Chileans will choose between a Socialist single mother and a conservative multimillionaire in a presidential runoff next month, after center-left coalition leader Michelle Bachelet fell shy of an outright majority on Sunday.
Aligned with President Ricardo Lagos' ruling coalition that has governed Chile since the collapse of General Augusto Pinochet's military dictatorship in 1990, Bachelet easily defeated two feuding right-wing candidates, who say they have now joined forces.
Businessman and economist Sebastian Pinera, who trailed Bachelet in second place by about 20 percentage points on Sunday night, came late to the race but surged in the polls with a barnstorming campaign dubbed "The Locomotive."
PHOTO: AFP
He earned a boost on Sunday night when fellow conservative Joaquin Lavin quickly conceded and joined the campaign to defeat Bachelet.
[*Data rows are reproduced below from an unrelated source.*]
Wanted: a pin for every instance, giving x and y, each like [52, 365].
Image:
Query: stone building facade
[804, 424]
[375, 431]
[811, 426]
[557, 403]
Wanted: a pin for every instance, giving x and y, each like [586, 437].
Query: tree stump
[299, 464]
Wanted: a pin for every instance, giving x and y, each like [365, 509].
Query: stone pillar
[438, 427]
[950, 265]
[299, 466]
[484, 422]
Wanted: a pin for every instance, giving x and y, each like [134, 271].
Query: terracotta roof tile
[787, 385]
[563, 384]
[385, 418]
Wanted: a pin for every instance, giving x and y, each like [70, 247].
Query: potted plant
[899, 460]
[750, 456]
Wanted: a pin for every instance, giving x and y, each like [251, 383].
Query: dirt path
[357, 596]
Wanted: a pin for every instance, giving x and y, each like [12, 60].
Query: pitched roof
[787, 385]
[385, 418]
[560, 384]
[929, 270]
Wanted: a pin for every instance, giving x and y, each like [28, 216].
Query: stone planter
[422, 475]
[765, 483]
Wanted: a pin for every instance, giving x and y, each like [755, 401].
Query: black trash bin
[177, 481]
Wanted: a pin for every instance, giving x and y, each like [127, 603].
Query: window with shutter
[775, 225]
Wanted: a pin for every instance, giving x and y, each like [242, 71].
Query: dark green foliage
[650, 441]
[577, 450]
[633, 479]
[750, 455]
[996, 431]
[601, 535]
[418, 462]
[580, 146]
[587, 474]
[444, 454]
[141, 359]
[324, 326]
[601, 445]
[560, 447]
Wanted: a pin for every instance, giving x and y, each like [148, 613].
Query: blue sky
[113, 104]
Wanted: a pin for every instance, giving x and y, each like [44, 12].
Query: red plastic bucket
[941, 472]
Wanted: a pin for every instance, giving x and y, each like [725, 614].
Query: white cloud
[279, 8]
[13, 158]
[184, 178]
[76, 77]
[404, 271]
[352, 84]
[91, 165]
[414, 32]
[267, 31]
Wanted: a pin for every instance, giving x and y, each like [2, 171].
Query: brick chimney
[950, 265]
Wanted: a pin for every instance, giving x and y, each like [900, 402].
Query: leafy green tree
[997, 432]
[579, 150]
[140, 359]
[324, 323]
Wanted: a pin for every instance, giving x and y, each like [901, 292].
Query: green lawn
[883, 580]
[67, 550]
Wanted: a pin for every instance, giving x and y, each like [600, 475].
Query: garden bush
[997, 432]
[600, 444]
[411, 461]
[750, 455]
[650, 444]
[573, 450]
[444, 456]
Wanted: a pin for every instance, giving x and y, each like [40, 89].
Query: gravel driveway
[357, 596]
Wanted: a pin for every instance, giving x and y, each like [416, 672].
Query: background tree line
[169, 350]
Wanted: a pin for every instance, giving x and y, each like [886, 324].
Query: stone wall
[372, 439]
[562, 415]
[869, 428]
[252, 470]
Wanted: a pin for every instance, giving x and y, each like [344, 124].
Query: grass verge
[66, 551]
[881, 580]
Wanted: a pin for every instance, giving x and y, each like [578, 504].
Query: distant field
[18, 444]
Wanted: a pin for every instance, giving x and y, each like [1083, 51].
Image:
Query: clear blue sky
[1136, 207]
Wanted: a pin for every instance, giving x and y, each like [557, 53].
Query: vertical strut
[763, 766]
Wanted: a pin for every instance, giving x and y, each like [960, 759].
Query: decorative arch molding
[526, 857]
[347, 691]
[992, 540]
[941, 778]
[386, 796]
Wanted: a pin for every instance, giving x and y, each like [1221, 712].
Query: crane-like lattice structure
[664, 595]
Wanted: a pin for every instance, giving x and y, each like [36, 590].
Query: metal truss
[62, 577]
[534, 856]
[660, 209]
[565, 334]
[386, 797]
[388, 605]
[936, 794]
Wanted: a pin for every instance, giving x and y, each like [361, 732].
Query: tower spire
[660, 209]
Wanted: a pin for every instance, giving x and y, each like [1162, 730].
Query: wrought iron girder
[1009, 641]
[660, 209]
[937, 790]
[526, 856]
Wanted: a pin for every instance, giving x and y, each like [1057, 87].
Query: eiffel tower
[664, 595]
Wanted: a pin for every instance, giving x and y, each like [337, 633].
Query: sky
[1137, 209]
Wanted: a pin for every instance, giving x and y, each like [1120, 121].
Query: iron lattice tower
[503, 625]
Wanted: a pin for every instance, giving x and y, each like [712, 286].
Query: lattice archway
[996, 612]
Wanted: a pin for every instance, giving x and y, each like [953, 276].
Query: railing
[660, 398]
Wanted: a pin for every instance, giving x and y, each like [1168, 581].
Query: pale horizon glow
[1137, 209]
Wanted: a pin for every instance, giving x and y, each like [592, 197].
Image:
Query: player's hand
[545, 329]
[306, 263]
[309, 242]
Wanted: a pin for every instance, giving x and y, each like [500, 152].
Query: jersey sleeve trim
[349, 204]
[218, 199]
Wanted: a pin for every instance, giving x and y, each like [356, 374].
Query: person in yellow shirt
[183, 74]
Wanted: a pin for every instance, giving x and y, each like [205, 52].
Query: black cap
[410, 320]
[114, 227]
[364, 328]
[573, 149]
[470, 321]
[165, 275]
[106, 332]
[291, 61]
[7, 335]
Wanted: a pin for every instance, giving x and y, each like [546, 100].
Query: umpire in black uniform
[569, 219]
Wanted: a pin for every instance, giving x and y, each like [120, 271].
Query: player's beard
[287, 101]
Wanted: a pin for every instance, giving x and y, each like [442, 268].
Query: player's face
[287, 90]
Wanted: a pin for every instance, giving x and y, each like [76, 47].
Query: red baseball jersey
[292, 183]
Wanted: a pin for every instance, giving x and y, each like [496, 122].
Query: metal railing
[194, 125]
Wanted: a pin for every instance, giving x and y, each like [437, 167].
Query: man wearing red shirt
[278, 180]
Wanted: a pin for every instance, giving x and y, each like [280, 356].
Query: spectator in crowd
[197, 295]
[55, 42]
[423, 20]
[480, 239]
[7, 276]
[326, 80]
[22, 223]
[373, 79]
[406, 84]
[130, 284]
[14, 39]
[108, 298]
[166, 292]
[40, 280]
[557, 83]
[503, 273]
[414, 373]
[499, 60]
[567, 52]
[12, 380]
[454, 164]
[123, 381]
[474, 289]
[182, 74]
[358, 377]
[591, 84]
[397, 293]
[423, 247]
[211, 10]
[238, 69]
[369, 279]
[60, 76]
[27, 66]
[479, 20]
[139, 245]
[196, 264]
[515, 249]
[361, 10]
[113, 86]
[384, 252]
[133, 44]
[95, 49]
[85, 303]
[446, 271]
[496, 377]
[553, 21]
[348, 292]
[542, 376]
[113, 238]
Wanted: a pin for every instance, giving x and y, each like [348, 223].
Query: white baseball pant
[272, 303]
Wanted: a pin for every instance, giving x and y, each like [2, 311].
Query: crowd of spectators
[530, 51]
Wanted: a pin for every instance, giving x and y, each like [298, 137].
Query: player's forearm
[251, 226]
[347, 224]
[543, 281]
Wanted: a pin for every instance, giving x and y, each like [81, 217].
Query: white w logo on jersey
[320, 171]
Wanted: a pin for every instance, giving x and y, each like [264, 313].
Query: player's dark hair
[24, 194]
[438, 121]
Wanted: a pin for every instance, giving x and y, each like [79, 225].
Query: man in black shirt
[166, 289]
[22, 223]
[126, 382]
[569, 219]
"Between the two of us, Sebastian, we had more votes than Bachelet and we have a clear chance to win the presidency," Lavin said before finding Pinera at a downtown hotel to personally offer his support. The two embraced amid applause from hundreds of supporters.
Bachelet, who had once been imprisoned by Chile's military dictatorship and later went on to serve as the country's defense minister, won 45.8 percent of the vote with 96 percent of ballots counted.
Pinera was a distant second with 25.4 percent of the vote, while Lavin had captured 23.2 percent.
Opinion polls during the campaign have showed that Bachelet would likely triumph in any runoff scenario.
On Sunday night, a top aide for Bachelet, Jaime Mulet, downplayed concerns over the two right-wing candidates winning more combined votes.
"Their votes cannot be added. You don't add apples and pears," Mulet said.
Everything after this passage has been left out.